Mercedes poinformował właśnie, że oficjalnie wycofuje się z wyścigu o stworzenie pierwszego samochodu autonomicznego piątego poziomu. "Nie startujemy w żadnym wyścigu, którego nie możemy już wygrać" powiedział niemieckiemu serwisowi RMD.de rzecznik producenta ze Stuttgartu. Nie chodzi jednak wcale o to, że Mercedes nie jest w stanie zawiązać na tym polu konkurencyjnej walki, lecz o to, że wprowadzenie na rynek autonomicznych samochodów w zaskakująco niewielkim stopniu interesuje nabywców marki. Mówiąc wprost - nakłady związane z rozwojem tej technologii są niewspółmiernie wysokie w stosunku do ewentualnych zysków.

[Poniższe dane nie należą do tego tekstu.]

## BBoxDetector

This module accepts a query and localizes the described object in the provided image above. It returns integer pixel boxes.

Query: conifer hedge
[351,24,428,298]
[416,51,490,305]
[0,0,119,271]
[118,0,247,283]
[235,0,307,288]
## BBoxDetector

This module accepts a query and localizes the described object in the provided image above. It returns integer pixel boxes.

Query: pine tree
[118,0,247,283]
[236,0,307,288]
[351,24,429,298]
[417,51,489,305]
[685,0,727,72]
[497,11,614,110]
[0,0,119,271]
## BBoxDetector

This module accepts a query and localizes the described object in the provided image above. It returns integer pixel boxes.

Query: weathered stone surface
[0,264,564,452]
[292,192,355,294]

"Przekształcenie marki w dostawcę usług mobilnych to już przeszłość" - powiedział rzecznik Mercedesa w wywiadzie dla RMD.de. Pytany o doświadczenia firmy w tym zakresie, określił je mianem "otrzeźwiających". Analitycy firmy szybko doszli ponoć do wniosku, że "nie można zarabiać na ofertach takich jak wspólne korzystanie z samochodu", a to kłóci się z oczekiwaniami inwestorów. Ci oczekują nie tylko sprzedaży, ale przede wszystkim zysków.
Nie ulega wątpliwości, że wyścigiem do stworzenia pojazdu autonomicznego piątego poziomu mocno wstrząsnęło - wspierane przez Google - Waymo. Z początkiem października na drogach Arizony pojawiły się pierwsze autonomiczne taksówki-roboty, które mogą wozić pasażerów z punktu A do punktu B bez udziału kierowcy.

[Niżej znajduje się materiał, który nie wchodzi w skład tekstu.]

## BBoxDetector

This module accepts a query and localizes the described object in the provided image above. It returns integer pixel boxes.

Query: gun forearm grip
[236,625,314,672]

Niewątpliwie był to punkt zwrotny, po którym wielu producentów pojazdów zaczęło analizować zasadność dalszych inwestycji w nowe technologie z zakresu autonomicznej jazdy na poziomie 5. Warto dodać, że - za obopólną zgodą - Mercedes i BMW zakończyły właśnie, nawiązaną niedawno, współpracę w tym zakresie. W ostatnim czasie o planach dotyczących autonomicznej jazdy nie słychać również nic ze strony producenta z Monachium.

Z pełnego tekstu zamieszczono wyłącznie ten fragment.